Gli anfibi devono far fronte a molte minacce per lo più di origine antropica. Molti sono i fattori a loro avversi: il cambiamento climatico, l’alterazione e la scomparsa degli habitat riproduttivi, l’espansione agricola , l’inquinamento da pesticidi e fertilizzanti, le bonifiche, l’espansione delle aree urbanizzate, la malagestione delle risorse idriche e l’impatto predatorio delle specie alloctone, nonchè specifiche patologie fungine o virali di cui a volte sono portatrici le stesse specie alloctone.

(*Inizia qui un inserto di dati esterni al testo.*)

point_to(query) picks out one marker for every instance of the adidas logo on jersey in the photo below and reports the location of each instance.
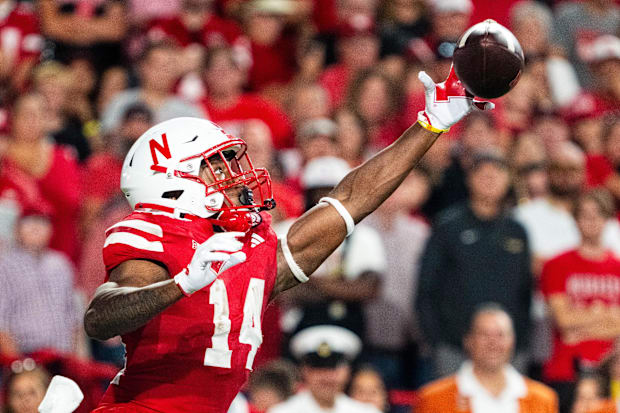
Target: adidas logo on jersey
(256, 240)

Scomparsa boschi planiziali
Molti anfibi vivono in acqua solo nel periodo riproduttivo mentre il resto della loro vita lo tracorrono nelle zone boscate adiacenti ai siti di riproduzione. Le preziose formazioni forestali planiziali, sono sempre più compromesse, destrutturate e ridotte in estensione e i boschi igrofili e ripariali sono sempre più rari soprattutto a causa del consumo di suolo e dell’espansione agricola, che nelle aree di pianura continuano inarrestabili.

Distruzione habitat riproduttivi
Forse anche a causa della loro ridotta dimensione, le piccole zone umide vengono spesso bonificate, interrate, prosciugate, perché ritenute inutili e improduttive. Vengono quindi trasformati in campi o addirittura assimilate alle aree urbane.

Inquinamento delle acque
L’uso intensivo e incontrollato di sostanze chimiche quali pesticidi, metalli pesanti e fertilizzanti ricchi di azoto può avere effetti diretti e indiretti sulla salute degli anfibi. Questi effetti possono includere la morte, lo sviluppo di malformazioni, la riduzione del successo riproduttivo, l’aumento del rischio di predazione, la diminuzione della competizionee l’abbassamento delle difese immunitarie.
Anche la riduzione della vegetazione acquatica è almeno in parte riconducibile all’utilizzo di diserbanti in agricoltura.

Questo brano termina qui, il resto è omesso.